In reporting the state of freedom of expression and assembly, Amnesty primarily reflected how new laws were proposed in parliament - with a majority of pro-government MPs - then expedited and ratified without adequate discussion or committee analysis.
This refers to President Abdulla Yameen’s ratification of the first-ever amendment to the law on freedom of assembly and a separate draft law that criminalized defamation.
“The law is vaguely worded and broad in its application, giving the authorities wide discretion to target and silence peaceful critics” the report said about the draft bill for defamation.
Amnesty also noted how journalists that protested the vote outside parliament were also arrested, and expressed concern about restrictions on newspapers and the arrests of four RaajjeTV journalists. The report took note of the incredibly slow progress on missing journalist Ahmed Rilwan’s case.
Further, changes to freedom of assembly entail that political activities, street protests, and marches can only be held with written permission from the police.
“The authorities increasingly ignored constitutional safeguards on the right to a fair trial, as evidenced by a string of criminal cases against political opponents” Amnesty said about unfair trials in the Maldives.
The report went on to criticize a lack of transparent practices in the judiciary, especially in the highly-publicized trials against Mohamed Nasheed - former President and the latest recipient of the Geneva Summit’s courage award, Former Defense Minister Mohamed Nazim, President Yameen’s former Vice President Ahmed Adeeb, and other ‘political prisoners’.

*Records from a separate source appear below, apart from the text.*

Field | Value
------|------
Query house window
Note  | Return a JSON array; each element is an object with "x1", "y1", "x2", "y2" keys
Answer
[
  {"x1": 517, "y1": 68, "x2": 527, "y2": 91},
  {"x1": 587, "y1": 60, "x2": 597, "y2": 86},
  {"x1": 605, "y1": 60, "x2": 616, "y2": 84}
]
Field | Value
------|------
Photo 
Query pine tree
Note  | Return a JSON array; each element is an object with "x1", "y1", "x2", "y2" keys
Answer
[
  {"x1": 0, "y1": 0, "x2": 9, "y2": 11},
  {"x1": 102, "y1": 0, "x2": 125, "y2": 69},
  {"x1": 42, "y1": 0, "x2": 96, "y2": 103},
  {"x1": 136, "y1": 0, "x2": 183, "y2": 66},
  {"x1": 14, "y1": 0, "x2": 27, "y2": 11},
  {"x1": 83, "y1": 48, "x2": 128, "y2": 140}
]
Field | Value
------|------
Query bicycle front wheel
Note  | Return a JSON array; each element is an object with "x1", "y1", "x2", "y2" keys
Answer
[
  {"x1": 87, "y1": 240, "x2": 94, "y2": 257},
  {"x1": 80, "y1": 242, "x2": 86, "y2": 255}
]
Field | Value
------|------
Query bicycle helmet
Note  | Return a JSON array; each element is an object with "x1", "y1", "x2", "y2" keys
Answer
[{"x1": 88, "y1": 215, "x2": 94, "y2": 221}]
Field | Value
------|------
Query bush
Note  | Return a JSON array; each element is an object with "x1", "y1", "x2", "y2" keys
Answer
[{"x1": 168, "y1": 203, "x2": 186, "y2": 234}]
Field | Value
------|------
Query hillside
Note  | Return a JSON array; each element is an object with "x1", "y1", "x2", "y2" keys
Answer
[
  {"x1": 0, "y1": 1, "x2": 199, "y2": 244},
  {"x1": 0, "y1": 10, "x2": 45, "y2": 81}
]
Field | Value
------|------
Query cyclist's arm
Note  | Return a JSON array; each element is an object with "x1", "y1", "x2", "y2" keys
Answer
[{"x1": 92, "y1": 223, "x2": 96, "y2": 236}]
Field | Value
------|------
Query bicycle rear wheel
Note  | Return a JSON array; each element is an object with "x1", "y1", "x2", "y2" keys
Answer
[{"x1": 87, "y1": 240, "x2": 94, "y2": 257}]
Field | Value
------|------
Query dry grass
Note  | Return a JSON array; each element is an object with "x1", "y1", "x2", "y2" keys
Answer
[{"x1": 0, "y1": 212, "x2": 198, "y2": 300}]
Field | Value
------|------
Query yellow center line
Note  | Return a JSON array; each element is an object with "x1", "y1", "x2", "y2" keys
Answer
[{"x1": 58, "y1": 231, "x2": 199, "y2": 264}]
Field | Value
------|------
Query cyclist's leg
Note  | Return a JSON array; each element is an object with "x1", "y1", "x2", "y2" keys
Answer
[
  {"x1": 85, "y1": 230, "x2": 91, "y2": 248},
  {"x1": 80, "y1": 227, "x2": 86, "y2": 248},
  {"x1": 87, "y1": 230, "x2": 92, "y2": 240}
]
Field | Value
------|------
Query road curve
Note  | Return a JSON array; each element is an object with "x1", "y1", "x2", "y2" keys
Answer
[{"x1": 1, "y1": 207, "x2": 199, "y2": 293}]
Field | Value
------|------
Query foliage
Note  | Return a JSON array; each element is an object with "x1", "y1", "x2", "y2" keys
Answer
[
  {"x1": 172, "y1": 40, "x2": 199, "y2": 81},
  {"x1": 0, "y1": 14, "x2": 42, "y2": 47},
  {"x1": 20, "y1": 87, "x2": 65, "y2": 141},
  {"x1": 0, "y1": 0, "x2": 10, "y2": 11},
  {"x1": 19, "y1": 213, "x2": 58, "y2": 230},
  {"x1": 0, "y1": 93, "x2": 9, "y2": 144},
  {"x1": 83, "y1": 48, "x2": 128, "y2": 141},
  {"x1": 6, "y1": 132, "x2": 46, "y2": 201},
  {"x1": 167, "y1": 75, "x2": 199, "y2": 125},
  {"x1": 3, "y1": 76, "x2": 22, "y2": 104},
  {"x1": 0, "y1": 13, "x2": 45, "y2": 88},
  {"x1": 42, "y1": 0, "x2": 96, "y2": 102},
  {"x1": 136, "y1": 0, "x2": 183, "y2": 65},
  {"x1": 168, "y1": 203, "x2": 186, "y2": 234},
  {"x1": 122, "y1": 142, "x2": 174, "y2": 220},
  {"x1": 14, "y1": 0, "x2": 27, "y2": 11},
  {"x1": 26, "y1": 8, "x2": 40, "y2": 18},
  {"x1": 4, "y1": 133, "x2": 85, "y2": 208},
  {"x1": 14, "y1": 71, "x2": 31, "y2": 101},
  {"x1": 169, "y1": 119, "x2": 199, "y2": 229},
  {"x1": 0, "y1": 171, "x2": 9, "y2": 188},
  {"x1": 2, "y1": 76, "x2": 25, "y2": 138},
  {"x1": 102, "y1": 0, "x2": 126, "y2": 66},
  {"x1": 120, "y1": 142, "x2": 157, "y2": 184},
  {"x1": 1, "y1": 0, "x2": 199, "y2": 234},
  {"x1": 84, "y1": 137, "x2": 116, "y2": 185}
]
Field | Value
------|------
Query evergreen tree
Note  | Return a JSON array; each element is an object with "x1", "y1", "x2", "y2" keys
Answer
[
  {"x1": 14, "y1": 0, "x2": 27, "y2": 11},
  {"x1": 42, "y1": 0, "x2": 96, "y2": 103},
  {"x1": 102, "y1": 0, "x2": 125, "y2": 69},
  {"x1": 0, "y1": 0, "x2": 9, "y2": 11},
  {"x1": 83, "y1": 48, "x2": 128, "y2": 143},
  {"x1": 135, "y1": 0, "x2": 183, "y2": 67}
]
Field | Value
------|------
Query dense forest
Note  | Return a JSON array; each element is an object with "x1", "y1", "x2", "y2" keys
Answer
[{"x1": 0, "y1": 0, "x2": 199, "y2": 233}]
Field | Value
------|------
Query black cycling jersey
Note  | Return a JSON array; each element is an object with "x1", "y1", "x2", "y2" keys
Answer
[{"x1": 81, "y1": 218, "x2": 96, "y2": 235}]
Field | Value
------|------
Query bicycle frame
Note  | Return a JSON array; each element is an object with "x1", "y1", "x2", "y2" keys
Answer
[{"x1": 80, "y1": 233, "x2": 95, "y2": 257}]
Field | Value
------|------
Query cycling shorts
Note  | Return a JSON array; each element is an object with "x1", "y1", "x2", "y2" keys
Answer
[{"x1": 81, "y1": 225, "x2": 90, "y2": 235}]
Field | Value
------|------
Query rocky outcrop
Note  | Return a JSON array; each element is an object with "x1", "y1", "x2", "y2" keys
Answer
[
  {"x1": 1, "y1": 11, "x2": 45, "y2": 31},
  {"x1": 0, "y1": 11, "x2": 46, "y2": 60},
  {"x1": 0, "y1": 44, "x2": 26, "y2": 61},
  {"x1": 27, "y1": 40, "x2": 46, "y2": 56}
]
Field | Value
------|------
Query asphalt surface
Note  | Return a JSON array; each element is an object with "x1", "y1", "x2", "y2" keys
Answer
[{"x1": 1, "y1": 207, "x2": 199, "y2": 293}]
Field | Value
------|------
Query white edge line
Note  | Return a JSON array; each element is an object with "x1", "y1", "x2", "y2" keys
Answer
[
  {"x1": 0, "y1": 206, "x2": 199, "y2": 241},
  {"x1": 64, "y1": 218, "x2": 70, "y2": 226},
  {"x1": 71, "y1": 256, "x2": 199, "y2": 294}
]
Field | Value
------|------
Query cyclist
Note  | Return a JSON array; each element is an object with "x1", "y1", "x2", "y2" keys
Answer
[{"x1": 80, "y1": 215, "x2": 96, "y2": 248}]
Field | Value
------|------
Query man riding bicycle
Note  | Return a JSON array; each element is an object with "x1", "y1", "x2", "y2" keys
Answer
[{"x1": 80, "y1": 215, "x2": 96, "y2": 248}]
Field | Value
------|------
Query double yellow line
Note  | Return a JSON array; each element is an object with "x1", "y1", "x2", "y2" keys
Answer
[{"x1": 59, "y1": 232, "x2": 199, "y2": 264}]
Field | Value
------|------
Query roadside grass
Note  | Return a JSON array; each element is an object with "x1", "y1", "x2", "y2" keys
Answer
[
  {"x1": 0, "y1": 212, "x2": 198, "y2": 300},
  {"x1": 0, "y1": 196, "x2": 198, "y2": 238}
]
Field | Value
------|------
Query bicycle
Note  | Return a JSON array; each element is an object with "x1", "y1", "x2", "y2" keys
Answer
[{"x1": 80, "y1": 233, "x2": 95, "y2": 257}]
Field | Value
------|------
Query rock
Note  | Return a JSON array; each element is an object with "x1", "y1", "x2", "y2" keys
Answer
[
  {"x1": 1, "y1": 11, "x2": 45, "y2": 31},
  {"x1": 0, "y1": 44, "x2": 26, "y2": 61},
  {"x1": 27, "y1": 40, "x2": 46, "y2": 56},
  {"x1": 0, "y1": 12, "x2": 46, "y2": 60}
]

With ‘deeply’ politicized trials still ongoing, the body charged with judicial oversight, Judicial Services Commission, has been unable to maintain impartiality in legal proceedings.
Amnesty has long criticized Maldives’ ‘deteriorating’ human rights condition, including the controversial sentence to flog an abused minor, President Yameen’s state-of emergency over, and the country’s embittered statements over critisism of human rights violations before leaving the Commonwealth.
“Instead of complaining about unfair treatment, the Maldives government should look at engaging more constructively with the international community” Amnesty International said in 2015.